Creating a local keystore

You can create a keystore on the local system by using the GSKit library command gsk8capicmd_64.

About this task

Local keystore considerations for multi-member database

When using a local keystore with a Db2® multi-member configuration, such as Db2 pureScale or Db2 Database Partitioning Facility, a copy of the keystore must be present on each member. In addition, coordination of keystore updates must be done manually.

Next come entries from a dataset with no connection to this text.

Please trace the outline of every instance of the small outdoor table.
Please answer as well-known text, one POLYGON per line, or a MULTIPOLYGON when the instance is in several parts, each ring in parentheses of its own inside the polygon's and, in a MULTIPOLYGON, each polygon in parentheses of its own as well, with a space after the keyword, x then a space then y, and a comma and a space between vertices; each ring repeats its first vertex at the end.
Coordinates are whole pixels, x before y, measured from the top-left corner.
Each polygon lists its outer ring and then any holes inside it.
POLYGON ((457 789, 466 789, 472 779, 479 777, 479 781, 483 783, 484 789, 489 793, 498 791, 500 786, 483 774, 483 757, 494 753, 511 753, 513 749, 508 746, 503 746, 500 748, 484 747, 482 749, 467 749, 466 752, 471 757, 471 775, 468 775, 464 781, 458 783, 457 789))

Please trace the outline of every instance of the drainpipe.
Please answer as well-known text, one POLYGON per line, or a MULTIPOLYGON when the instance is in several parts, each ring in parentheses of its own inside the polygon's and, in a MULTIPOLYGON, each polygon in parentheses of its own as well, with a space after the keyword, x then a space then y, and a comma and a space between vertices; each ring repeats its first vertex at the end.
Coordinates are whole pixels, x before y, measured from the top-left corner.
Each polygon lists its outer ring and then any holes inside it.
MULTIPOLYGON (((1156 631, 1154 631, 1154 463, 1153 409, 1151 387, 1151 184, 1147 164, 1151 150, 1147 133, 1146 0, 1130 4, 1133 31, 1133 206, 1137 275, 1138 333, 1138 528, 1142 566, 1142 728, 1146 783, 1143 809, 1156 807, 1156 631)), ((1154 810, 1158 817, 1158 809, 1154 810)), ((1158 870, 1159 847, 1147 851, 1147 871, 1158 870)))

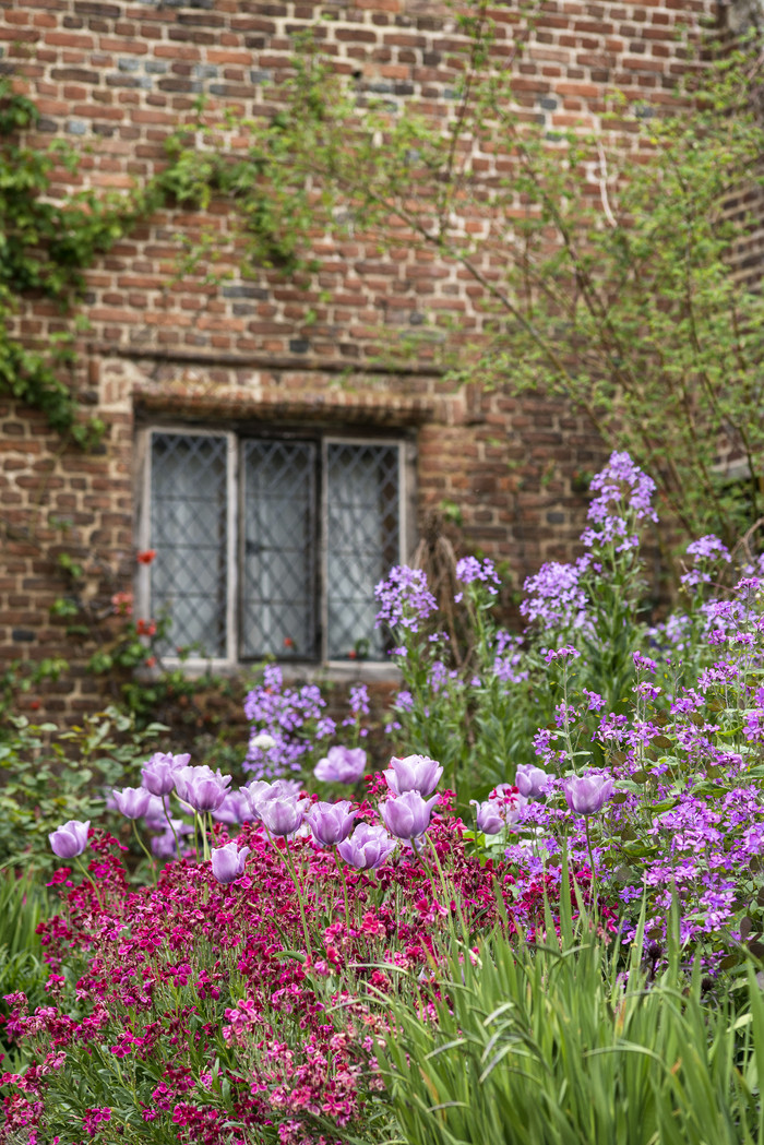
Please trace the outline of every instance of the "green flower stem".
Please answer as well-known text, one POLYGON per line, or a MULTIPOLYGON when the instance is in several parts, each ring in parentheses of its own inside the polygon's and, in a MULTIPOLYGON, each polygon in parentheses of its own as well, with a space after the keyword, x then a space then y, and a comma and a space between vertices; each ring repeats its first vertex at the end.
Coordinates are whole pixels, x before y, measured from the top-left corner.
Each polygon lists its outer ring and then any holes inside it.
POLYGON ((135 834, 135 838, 137 840, 139 847, 141 848, 141 851, 143 852, 143 854, 145 855, 145 858, 149 860, 149 862, 151 864, 151 877, 153 879, 153 885, 156 886, 157 885, 157 864, 156 864, 156 862, 153 860, 153 855, 149 852, 149 850, 147 848, 143 839, 137 834, 137 823, 135 822, 135 820, 133 820, 133 831, 135 834))
POLYGON ((310 945, 310 935, 308 933, 308 923, 307 923, 307 919, 305 917, 305 905, 302 902, 302 891, 300 890, 300 883, 299 883, 299 879, 297 877, 297 871, 294 869, 294 863, 292 862, 292 859, 291 859, 291 855, 290 855, 289 843, 286 842, 286 839, 284 839, 284 850, 282 851, 276 845, 276 840, 274 839, 273 835, 270 834, 270 831, 268 830, 268 828, 265 826, 265 823, 262 826, 265 827, 266 835, 268 836, 268 838, 270 839, 270 842, 274 845, 274 850, 276 851, 276 854, 281 855, 281 858, 286 863, 286 869, 289 870, 290 876, 292 878, 292 883, 294 884, 294 890, 297 891, 297 901, 298 901, 298 906, 300 908, 300 921, 302 923, 302 938, 305 939, 305 953, 308 956, 308 961, 310 962, 310 964, 313 964, 313 946, 310 945))
POLYGON ((173 827, 173 821, 170 818, 170 811, 167 810, 165 796, 162 797, 162 806, 164 807, 165 811, 165 819, 167 820, 167 827, 173 832, 173 839, 175 840, 175 858, 180 859, 180 843, 178 840, 178 832, 175 831, 175 828, 173 827))

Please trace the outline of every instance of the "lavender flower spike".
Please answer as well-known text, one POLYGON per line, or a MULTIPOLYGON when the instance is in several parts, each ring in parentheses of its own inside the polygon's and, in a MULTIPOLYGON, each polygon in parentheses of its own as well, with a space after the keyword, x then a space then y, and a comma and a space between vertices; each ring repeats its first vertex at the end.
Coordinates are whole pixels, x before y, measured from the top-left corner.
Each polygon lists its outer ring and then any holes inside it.
POLYGON ((391 839, 384 827, 371 827, 370 823, 359 823, 353 835, 337 845, 348 867, 356 870, 376 870, 395 847, 395 839, 391 839))
POLYGON ((357 811, 351 811, 351 800, 339 803, 314 803, 305 820, 320 847, 333 847, 342 843, 353 830, 357 811))
POLYGON ((570 811, 577 815, 594 815, 613 795, 613 780, 608 775, 582 775, 562 783, 570 811))
POLYGON ((78 819, 70 819, 63 827, 57 827, 48 835, 50 850, 60 859, 76 859, 81 855, 87 846, 87 830, 90 820, 81 823, 78 819))
POLYGON ((239 851, 236 840, 227 843, 223 847, 213 847, 211 855, 212 874, 218 882, 222 883, 223 886, 228 886, 229 883, 235 882, 235 879, 243 875, 244 862, 249 853, 249 847, 242 847, 239 851))
POLYGON ((145 788, 123 788, 121 791, 111 792, 115 797, 117 811, 121 812, 126 819, 140 819, 145 815, 151 806, 151 792, 145 788))
POLYGON ((404 759, 393 756, 389 768, 383 772, 387 787, 395 795, 418 791, 425 797, 433 793, 442 774, 441 765, 428 756, 405 756, 404 759))
POLYGON ((493 799, 486 799, 485 803, 471 799, 470 803, 473 803, 476 807, 479 831, 482 831, 483 835, 498 835, 504 830, 506 820, 502 814, 501 804, 495 803, 493 799))
POLYGON ((338 744, 330 748, 323 759, 316 764, 313 774, 324 783, 356 783, 367 767, 367 753, 363 748, 345 748, 338 744))
POLYGON ((526 798, 538 798, 543 795, 548 780, 549 775, 543 767, 536 767, 535 764, 518 764, 514 782, 520 795, 526 798))
POLYGON ((293 835, 305 818, 302 803, 294 796, 278 795, 258 804, 260 819, 271 835, 293 835))
MULTIPOLYGON (((170 795, 175 787, 175 772, 179 771, 174 763, 175 758, 181 757, 163 755, 160 751, 155 752, 145 767, 141 768, 142 787, 151 795, 170 795)), ((186 761, 190 758, 190 756, 184 757, 186 761)), ((181 766, 184 767, 186 763, 181 766)))
POLYGON ((405 791, 396 799, 387 799, 379 807, 385 827, 396 839, 418 839, 430 827, 438 796, 423 799, 418 791, 405 791))

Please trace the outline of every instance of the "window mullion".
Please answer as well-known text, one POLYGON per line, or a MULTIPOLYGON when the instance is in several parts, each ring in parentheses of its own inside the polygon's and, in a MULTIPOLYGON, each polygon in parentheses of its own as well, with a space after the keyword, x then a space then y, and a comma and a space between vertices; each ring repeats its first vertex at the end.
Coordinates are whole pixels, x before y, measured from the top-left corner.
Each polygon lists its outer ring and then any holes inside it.
POLYGON ((226 658, 231 663, 238 660, 238 564, 239 564, 239 496, 238 496, 238 442, 236 434, 226 434, 228 443, 226 464, 226 511, 228 545, 227 586, 226 586, 226 658))

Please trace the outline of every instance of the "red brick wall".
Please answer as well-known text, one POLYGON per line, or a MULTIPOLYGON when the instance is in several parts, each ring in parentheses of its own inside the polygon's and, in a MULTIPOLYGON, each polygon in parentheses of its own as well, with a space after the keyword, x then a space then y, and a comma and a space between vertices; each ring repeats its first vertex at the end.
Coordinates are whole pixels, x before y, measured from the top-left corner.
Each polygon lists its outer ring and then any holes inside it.
MULTIPOLYGON (((514 8, 493 14, 499 60, 512 55, 514 8)), ((608 86, 669 101, 685 66, 680 31, 696 35, 715 8, 711 0, 546 0, 517 64, 523 111, 552 129, 597 125, 608 86)), ((267 113, 263 80, 288 73, 294 35, 318 17, 323 50, 355 77, 360 96, 422 96, 435 112, 447 113, 449 56, 463 47, 446 6, 425 0, 5 0, 0 11, 0 63, 36 100, 44 137, 81 145, 81 181, 97 188, 126 188, 156 172, 167 133, 200 94, 212 109, 234 101, 267 113)), ((104 609, 135 567, 136 416, 234 411, 416 426, 423 515, 443 500, 458 504, 465 544, 507 561, 515 584, 543 560, 573 552, 584 512, 575 475, 602 457, 580 417, 501 388, 455 392, 426 349, 408 370, 373 364, 380 326, 395 339, 416 331, 424 314, 457 315, 465 338, 480 334, 485 316, 464 273, 411 248, 380 258, 360 236, 317 242, 320 269, 307 281, 276 271, 244 278, 234 247, 231 220, 215 203, 204 216, 156 214, 88 271, 90 330, 71 382, 108 423, 100 452, 62 451, 39 416, 0 402, 0 655, 73 662, 47 697, 54 713, 92 706, 96 689, 82 669, 93 645, 72 643, 48 616, 65 587, 58 554, 81 560, 86 592, 104 609), (218 269, 233 277, 208 285, 198 270, 173 283, 178 236, 211 220, 225 255, 218 269)), ((30 302, 17 326, 36 344, 65 322, 30 302)))

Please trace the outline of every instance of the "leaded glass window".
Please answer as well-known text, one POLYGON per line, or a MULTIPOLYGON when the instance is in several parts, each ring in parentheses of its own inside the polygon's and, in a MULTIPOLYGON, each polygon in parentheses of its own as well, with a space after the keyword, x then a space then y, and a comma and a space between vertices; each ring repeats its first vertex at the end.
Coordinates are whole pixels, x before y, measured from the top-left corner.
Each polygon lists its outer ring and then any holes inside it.
POLYGON ((401 442, 151 431, 150 615, 220 660, 384 660, 375 585, 401 561, 401 442))

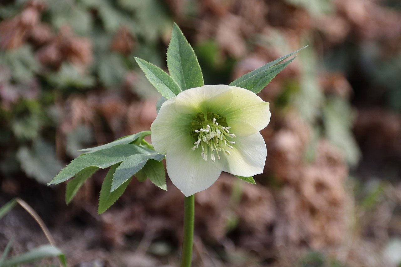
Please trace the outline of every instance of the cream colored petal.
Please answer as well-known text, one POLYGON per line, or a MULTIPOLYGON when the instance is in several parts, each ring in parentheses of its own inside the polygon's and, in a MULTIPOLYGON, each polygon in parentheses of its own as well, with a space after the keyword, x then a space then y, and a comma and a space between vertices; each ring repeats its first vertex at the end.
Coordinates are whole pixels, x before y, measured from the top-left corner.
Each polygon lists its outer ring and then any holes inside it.
POLYGON ((217 113, 231 105, 233 95, 228 85, 204 85, 180 93, 176 97, 176 110, 180 113, 196 115, 198 112, 217 113))
POLYGON ((235 86, 231 88, 233 101, 220 111, 231 127, 231 131, 246 136, 265 127, 270 120, 269 102, 246 89, 235 86))
POLYGON ((183 134, 189 135, 190 123, 193 116, 176 111, 174 102, 176 98, 170 98, 163 104, 150 126, 152 144, 160 154, 166 154, 171 140, 177 136, 183 134))
POLYGON ((176 138, 167 150, 166 158, 170 179, 186 196, 210 186, 221 173, 210 159, 204 160, 200 156, 200 147, 192 150, 194 141, 189 135, 176 138))
POLYGON ((231 155, 222 151, 221 159, 216 159, 215 166, 222 170, 239 176, 249 176, 263 172, 266 161, 266 144, 259 132, 250 136, 233 138, 235 142, 232 149, 228 148, 231 155))

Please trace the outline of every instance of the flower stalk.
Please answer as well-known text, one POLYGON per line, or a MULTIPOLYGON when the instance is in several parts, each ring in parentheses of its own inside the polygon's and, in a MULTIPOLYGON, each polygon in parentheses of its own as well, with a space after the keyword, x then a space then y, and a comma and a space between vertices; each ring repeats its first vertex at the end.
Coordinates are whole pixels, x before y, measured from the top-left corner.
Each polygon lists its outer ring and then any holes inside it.
POLYGON ((195 195, 185 196, 184 201, 184 237, 180 267, 190 267, 194 239, 195 195))

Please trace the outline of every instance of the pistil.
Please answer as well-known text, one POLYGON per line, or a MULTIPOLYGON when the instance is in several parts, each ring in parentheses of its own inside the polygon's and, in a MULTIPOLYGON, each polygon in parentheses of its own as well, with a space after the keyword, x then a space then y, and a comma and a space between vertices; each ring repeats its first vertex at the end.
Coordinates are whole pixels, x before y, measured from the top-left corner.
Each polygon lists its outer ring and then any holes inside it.
POLYGON ((233 148, 231 145, 235 144, 235 142, 229 141, 229 139, 236 136, 230 133, 231 127, 227 125, 225 118, 221 114, 211 112, 207 113, 207 121, 205 121, 204 118, 203 113, 198 113, 194 117, 191 123, 191 134, 196 140, 192 150, 200 146, 202 149, 200 156, 205 161, 207 160, 208 154, 213 162, 215 162, 216 157, 219 160, 221 159, 219 152, 222 151, 230 156, 231 152, 229 150, 233 148))

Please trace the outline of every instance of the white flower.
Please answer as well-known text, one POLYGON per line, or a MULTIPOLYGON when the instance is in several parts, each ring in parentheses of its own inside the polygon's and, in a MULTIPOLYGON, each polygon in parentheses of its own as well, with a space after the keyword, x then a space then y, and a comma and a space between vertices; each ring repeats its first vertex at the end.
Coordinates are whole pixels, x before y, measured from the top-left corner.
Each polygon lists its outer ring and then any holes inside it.
POLYGON ((151 138, 166 155, 171 181, 188 196, 212 185, 222 170, 243 176, 262 173, 266 144, 259 132, 270 119, 269 103, 251 91, 204 85, 165 102, 151 138))

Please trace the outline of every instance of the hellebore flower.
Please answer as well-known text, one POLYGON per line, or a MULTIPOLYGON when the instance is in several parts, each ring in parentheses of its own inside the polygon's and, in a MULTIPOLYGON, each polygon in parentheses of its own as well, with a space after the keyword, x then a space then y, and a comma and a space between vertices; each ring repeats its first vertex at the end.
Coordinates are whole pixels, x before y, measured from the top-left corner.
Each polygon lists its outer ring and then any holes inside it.
POLYGON ((212 185, 222 171, 263 172, 266 144, 259 132, 270 121, 269 103, 246 89, 204 85, 165 102, 150 127, 155 150, 186 196, 212 185))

For this reason, a centralized keystore is recommended for these database environments.

Procedure

Example


gsk8capicmd_64 -keydb -create -db "/home/thomas/keystores/ne-keystore.p12" 
    -pw "g00d.pWd" -type pkcs12 -stash

Basic command syntax


gsk8capicmd_64 -keydb -create -db "<file-name>" -pw "<password>" -type pkcs12 -stash

<file-name> is the full path and file name you want to give the keystore file
Keystore format:
- For use with native encryption, the format of the keystore must be PKCS#12, so it is mandatory to specify -type pkcs12
- PKCS#12 keystore file names must have the extension ".p12"
Stashing the password:
- If you specify the -stash parameter, the keystore password is stored (or stashed) in a stash file with the same base name as the keystore file but with the file extension ".sth".
- If the password is not stashed, you are prompted for a password whenever the database manager accesses the keystore, including during db2start.
Note: You can stash the password in a stash file later by running the gsk8capicmd_64 command with the -stashpw parameter.

Note: Stashing the password with the gsk8capicmd_64 command is intended to be used in a local keystore only. Do not attempt to stash a password in a local keystore with the db2credman command. The db2credman command is intended to be used with a PKCS #11 keystore.

For information about the full syntax of the gsk8capicmd_64 command, see the GSKCapiCmd User Guide.